Methods: To build their modulator, the Cornell researchers etched a small piece of silicon to form a 12-micrometer-diameter, 250-nanometer-tall raised ring. They positioned this ring next to a straight ridge, known as a waveguide, just 450 nanometers wide. A beam of laser light traveling down the waveguide will either pass the circular section – the “ring resonator” – without interacting with it or be diverted into it, depending on the wavelength of the light. The refractive index of the silicon and the circumference of the ring determine what wavelength of light the resonator diverts. Applying a voltage from the interior of the ring to the area just outside it creates free electrons and positively charged “holes” within the ring that change its refractive index. By using a varying voltage to either shutter light or let it pass through the waveguide, the researchers encoded information onto a laser beam at a rate of 1.5 billion bits per second.
Next Step: The researchers believe that their device will be able to modulate signals at more than five billion bits per second, once they make some refinements, such as improving the electrical contacts that supply the input signals from the rest of the circuit.

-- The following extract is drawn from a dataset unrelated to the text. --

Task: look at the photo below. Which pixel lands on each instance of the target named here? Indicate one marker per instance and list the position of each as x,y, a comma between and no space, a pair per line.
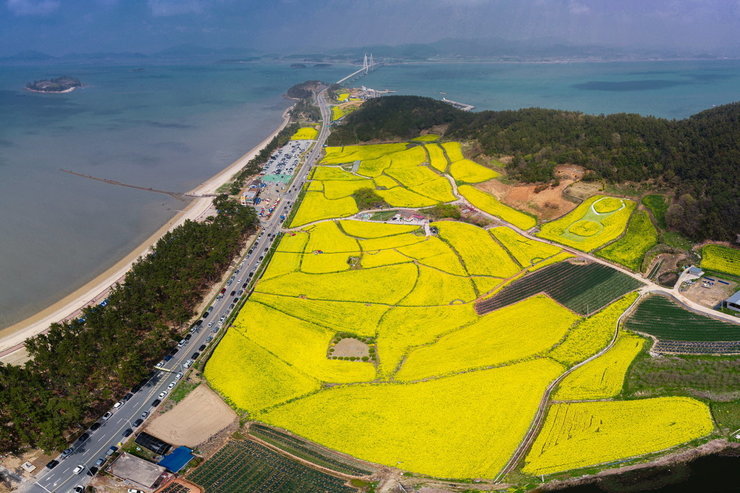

Source: Xu, Q., et al. 2005. Micrometre-scale silicon electro-optical modulator. Nature 435:325-327.
Greater Graphics
Chip renders high-quality images in real time
Results: Researchers from Saarland University in Saarbrucken, Germany, have developed a prototype chip that can render desktop computer graphics in real time using a sophisticated technique called ray tracing. Ray tracing produces more-realistic and higher-quality graphics than other techniques, but it previously required a cluster of PCs for real-time performance. Now, the researchers, led by Philipp Slusallek, have shown that a single chip can use ray tracing to render simple scenes at 20 frames per second. (The frame rate for movies, television, and video games ranges from 24 to 30 frames per second.) The chip rendered more-complex scenes at fewer than 10 frames per second.
Why It Matters: The conventional computer-graphics rendering method, called rasterization, doesn’t handle shadows or reflections well, resulting in lower-quality images. Ray-tracing algorithms simulate the physics of light more accurately and make complex scenes look more realistic. But on a single computer, they can take several minutes or even hours to render one image. By implementing the algorithm on a chip, the researchers have provided a way for one PC to do the job in real time, making high-quality rendering cheaper and feasible for home computers.
Methods: The researchers designed a new architecture for their chip that is optimized for the ray-tracing algorithm. They arrived at their design by experimenting with chips called field-programmable gate arrays, which can be reconfigured into different circuit patterns. They then used their chip, running at 66 megahertz, to render 11 different scenes, some taken from computer games and some that were standard scenes used by graphics researchers. They measured such performance characteristics as how many frames the chip generated each second.
Next Step: With the chip’s design finalized, the researchers will use more-standard integrated-circuit techniques to build a new version that can accommodate more processors and render complex scenes faster than 10 frames per second – and that can be cheaply mass-produced. To adopt real-time ray tracing, computer-game programmers would need to slightly change the way they build the graphics for their games.